Paris, Opéra-Comique : 12 novembre 2017
www.youtube.com Video from : www.youtube.com

Retrouvailles avec ce spectacle découvert l'année de sa création, au Komische Oper de Berlin. Il a depuis été fêté partout et n'a rien perdu de sa superbe.
Tout se déroule face à un écran blanc, percé de trappes qui laissent apparaitre les personnages. Il faut imaginer que, pendant 2h, un film d'animation compose l'intégralité des décors et effets spéciaux, ainsi que certains personnages, les acteurs de chair et d'os interagissant avec le film dans un timing impeccable. C'est magique, et par ailleurs bourré de références. Le principe, déjà, pousse à l'extrême le principe de Gertie le dinosaure de Winsor McCay, on se balade parfois du côté de Lotte Reiniger ou de Terry Gilliam, on aura également un Papageno en comédien "slapstick" quelque-part entre Harold Loyd et Buster Keaton, une Papagena façon Louise Brooks, et un hilarant Manostatos en Nosferatu... D'ailleurs tous les dialogues sont remplacés par des intertitres de cinéma, très graphiques, animés comme à l'apogée du muet. C'est amusant et surprenant, et sur le principe, ça rappelle fondamentalement les premiers films sonores tels le Chanteur de jazz où l'essentiel des dialogues étaient muets et où seules les parties chantées étaient synchronisées.

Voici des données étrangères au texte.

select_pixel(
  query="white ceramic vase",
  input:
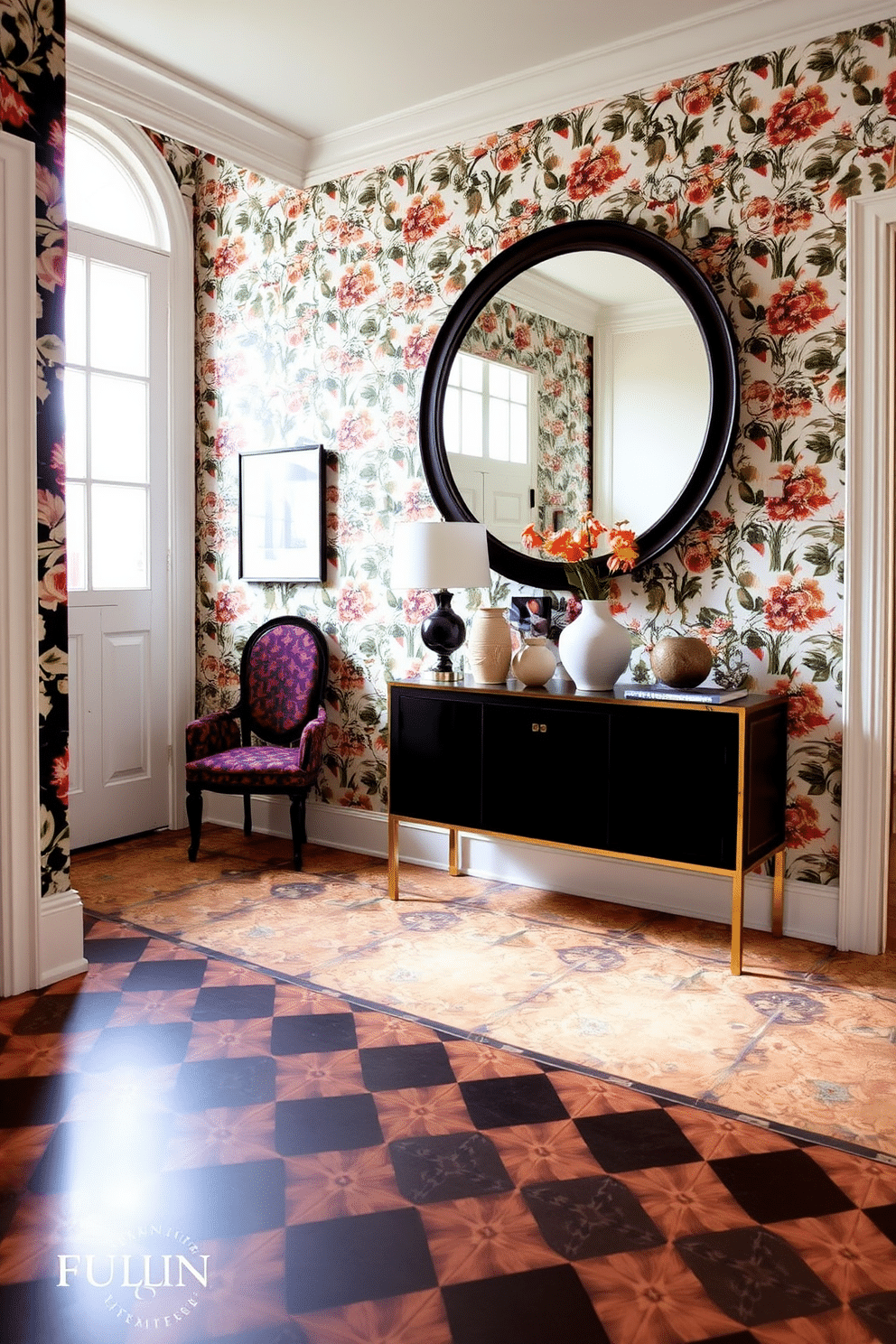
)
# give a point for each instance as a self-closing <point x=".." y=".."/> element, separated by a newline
<point x="488" y="645"/>
<point x="535" y="661"/>
<point x="594" y="649"/>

Barrie Kosky n'a pas cherché à réinterpréter le contexte maçonnique de l'oeuvre, pas plus qu'il ne corrige les incohérences de l'intrigue. Il préfère raconter une histoire fantastique au premier degré, rire des traits les pus datés (machisme et racisme) ou les éluder. Pourquoi bouder son plaisir quand cela fonctionne ?

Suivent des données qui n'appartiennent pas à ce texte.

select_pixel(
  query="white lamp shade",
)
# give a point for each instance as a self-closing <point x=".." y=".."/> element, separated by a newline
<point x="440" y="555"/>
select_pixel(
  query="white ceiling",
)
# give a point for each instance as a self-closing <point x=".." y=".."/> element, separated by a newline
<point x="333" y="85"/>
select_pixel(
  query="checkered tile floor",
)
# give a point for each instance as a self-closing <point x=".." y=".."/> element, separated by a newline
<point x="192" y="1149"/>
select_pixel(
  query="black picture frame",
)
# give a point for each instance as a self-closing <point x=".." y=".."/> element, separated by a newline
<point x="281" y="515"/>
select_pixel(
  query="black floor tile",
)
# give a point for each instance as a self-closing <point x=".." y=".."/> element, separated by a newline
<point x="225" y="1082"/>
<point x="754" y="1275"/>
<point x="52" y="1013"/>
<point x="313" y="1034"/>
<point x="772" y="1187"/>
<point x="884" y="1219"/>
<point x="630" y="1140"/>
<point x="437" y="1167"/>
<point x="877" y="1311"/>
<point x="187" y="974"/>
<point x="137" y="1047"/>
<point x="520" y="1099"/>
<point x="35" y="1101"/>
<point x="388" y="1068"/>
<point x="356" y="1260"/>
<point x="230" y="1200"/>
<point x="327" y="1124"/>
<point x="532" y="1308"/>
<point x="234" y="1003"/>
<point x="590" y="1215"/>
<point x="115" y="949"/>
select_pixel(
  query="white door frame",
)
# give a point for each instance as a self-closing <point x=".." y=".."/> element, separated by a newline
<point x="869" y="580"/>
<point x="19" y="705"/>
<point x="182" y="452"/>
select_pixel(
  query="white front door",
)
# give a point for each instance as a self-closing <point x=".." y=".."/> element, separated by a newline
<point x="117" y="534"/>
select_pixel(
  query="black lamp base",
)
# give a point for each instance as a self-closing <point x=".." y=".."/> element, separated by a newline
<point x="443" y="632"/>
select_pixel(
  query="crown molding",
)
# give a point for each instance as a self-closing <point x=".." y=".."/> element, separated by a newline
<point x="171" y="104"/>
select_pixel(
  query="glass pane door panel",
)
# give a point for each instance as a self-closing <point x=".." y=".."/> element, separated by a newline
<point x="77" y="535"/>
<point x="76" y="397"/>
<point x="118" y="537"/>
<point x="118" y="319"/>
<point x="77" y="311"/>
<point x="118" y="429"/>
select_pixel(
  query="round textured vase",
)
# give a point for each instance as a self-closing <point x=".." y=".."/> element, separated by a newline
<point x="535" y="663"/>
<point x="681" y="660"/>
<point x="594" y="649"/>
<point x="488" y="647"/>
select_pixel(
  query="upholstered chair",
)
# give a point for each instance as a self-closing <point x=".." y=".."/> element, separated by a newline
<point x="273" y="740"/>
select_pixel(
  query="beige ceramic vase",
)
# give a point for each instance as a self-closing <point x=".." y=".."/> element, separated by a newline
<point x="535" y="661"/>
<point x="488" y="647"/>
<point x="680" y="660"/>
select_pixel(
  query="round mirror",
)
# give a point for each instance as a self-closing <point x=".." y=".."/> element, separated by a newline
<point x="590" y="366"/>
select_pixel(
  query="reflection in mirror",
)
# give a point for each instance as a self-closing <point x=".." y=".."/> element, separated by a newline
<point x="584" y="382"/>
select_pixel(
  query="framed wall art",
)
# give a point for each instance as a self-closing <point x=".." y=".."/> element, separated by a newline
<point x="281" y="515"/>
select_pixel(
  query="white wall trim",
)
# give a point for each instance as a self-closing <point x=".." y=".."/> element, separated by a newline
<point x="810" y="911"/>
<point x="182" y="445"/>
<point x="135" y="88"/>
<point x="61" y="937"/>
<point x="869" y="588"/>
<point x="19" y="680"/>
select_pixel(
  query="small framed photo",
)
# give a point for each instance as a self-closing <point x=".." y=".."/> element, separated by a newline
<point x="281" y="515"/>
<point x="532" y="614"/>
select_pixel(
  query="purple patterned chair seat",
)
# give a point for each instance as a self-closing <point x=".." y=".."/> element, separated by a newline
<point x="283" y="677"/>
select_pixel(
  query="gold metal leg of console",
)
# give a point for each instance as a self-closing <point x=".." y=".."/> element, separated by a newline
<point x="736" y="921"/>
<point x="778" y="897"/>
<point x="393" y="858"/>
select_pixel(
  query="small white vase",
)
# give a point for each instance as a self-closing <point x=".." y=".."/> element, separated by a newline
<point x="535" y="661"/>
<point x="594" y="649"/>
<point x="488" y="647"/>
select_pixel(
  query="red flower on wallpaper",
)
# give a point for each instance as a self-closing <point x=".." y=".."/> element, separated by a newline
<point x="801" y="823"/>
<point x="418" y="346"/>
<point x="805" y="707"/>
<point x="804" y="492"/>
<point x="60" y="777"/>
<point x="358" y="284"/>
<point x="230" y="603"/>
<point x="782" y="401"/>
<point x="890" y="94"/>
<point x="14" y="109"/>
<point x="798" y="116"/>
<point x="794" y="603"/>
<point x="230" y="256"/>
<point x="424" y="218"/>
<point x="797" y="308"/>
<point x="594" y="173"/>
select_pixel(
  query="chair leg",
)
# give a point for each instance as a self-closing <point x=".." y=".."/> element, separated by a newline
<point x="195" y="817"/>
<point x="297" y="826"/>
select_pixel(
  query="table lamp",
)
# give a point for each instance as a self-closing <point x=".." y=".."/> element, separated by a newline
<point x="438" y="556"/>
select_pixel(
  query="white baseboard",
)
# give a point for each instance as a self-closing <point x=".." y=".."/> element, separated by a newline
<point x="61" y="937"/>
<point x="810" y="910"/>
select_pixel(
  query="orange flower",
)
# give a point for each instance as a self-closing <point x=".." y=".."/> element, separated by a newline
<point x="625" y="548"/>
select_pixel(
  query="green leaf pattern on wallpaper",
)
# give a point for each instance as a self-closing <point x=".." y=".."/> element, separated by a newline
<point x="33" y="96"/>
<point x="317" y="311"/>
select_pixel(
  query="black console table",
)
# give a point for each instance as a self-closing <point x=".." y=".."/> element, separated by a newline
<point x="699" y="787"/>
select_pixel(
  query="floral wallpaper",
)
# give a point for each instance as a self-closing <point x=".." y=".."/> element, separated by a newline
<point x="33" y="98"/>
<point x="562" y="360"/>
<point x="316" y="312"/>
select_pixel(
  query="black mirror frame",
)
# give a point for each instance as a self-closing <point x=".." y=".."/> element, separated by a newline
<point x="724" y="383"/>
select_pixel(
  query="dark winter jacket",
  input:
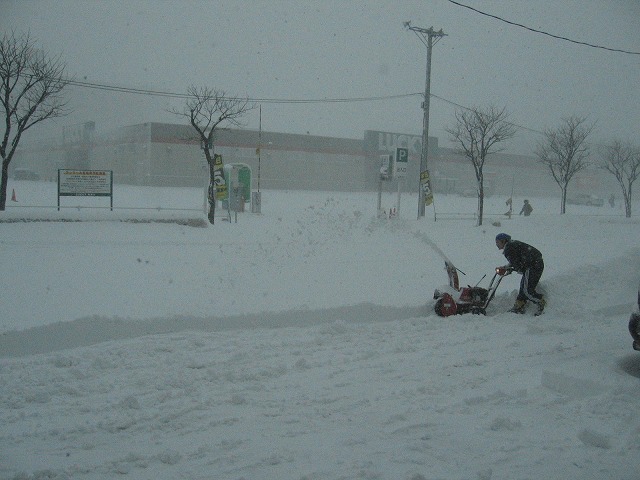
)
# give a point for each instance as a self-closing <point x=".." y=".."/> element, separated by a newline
<point x="526" y="209"/>
<point x="522" y="256"/>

Dans la fosse, Kevin John Edusei tire de l'orchestre en tournée du Komische Oper ce qu'il fait habituellement de meilleur dans ce répertoire : une vivacité, des sonorités franches et acidulées qui ne sont pourtant pas la règle sur instruments modernes. Côté plateau, l'esprit de troupe du théâtre berlinois fait merveille avec une complicité de tous les instants et une distribution homogène, dominée par Kim-Lillian Strebel : une Pamina à faire pleurer les pierres. Seul (curieux) problème, une Reine non germanophone qui fait littéralement n'importe-quoi avec le texte, surtout dans son premier air - dommage, car la voix, elle, est sans reproche. L'exigence de synchronisme avec le film cause de menus décalages que l'on pardonne bien volontiers tant l'exercice est hardi.

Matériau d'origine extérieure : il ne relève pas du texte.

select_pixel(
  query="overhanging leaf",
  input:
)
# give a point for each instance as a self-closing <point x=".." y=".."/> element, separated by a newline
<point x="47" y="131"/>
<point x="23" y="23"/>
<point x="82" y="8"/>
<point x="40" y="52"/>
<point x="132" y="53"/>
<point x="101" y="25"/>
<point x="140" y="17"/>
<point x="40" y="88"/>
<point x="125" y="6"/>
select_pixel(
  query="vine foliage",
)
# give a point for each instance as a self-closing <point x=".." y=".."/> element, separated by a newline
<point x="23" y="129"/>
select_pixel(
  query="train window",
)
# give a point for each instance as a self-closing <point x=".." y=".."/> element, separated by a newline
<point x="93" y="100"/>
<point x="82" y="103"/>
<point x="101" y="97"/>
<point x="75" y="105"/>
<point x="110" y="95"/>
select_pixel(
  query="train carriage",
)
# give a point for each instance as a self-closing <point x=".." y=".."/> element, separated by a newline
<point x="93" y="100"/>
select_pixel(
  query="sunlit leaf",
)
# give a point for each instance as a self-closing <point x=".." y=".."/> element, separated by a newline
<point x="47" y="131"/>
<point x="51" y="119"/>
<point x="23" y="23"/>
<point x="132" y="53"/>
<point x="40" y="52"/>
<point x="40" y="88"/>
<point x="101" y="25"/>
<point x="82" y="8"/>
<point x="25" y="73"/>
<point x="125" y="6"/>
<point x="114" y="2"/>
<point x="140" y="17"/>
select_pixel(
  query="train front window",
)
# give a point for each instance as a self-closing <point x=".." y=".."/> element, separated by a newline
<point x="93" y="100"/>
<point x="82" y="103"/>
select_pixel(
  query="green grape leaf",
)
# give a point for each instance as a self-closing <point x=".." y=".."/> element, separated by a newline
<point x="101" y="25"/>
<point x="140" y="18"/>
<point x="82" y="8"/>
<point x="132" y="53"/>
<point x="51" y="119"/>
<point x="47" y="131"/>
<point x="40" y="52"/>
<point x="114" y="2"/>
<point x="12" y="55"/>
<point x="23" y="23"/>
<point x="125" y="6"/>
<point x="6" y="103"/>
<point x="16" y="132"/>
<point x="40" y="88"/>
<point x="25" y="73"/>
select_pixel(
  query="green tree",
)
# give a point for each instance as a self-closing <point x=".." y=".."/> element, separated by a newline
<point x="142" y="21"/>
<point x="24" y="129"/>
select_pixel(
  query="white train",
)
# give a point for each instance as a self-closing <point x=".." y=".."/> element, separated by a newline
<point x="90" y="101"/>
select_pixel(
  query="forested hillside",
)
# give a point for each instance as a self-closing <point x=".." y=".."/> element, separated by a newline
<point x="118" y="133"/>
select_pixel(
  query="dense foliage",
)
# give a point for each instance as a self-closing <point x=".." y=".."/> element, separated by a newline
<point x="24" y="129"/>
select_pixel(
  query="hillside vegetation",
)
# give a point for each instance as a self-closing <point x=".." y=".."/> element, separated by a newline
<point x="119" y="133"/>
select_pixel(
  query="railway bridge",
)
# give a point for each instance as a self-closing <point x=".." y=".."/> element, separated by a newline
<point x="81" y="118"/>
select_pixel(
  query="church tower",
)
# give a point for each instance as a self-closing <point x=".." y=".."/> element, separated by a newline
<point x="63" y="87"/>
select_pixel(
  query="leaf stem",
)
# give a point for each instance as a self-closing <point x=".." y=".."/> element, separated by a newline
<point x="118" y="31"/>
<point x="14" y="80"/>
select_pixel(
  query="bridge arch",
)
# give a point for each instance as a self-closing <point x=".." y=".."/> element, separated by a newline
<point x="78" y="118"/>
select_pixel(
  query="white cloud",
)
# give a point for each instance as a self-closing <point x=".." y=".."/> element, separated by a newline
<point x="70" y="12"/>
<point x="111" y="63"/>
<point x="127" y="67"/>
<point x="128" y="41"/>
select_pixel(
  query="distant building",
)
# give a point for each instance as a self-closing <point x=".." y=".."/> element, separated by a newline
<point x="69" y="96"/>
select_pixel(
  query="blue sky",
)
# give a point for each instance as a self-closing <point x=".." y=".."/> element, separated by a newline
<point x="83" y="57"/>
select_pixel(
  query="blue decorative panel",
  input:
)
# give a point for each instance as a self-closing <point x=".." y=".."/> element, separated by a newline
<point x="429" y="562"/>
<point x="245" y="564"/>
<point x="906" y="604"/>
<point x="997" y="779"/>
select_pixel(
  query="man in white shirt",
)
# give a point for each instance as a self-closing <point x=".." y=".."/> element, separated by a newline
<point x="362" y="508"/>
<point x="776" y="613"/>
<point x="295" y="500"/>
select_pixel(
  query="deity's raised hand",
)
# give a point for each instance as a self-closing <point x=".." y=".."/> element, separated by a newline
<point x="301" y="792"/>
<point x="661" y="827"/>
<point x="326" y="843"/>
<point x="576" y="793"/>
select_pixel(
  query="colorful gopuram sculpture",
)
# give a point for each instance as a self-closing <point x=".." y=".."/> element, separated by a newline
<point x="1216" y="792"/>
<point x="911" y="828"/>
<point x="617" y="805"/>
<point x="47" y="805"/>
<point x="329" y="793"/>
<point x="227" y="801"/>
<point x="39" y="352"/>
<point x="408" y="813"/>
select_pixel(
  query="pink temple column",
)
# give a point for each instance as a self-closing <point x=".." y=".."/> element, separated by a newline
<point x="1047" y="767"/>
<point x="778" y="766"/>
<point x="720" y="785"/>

Forcément, la comparaison s'impose d'elle-même avec la production reprise de temps à autres à Bastille, à savoir la deuxième lecture de l'oeuvre par Robert Carsen, et son pesant concept que l'on ne comprend qu'à la lecture de la note d'intention - une des rares déceptions, pour moi, devant un spectacle de Carsen, dont il faut aussi dire qu'il était plombé par une direction musicale épaisse, et perdue dans une salle trop grande.
Pour qui peut bien se passer un instant de vertiges métaphysiques, la proposition de Kosky emporte la palme de la fraicheur et du plaisir. Elle se place dans mon petit palmarès personnel dans le trio de tête, avec le spectacle classique du Staatsoper Unter den Linden (voisin berlinois qui, en 2013, le proposait en même temps que le Komische Oper), s'appuyant sur les décors conçus par Schinkel au début du XIXe siècle, et la première lecture de... Robert Carsen, vue à Lyon en 1995 (ça ne me rajeunit pas) et créée l'année précédente à Aix-en-Provence. J'y glisserais probablement aussi la version décapante de Jens-Daniel Herzog et Nikolaus Harnoncourt à Salzbourg en 2012, si je ne la connaissais pas uniquement par la télé puis le DVD.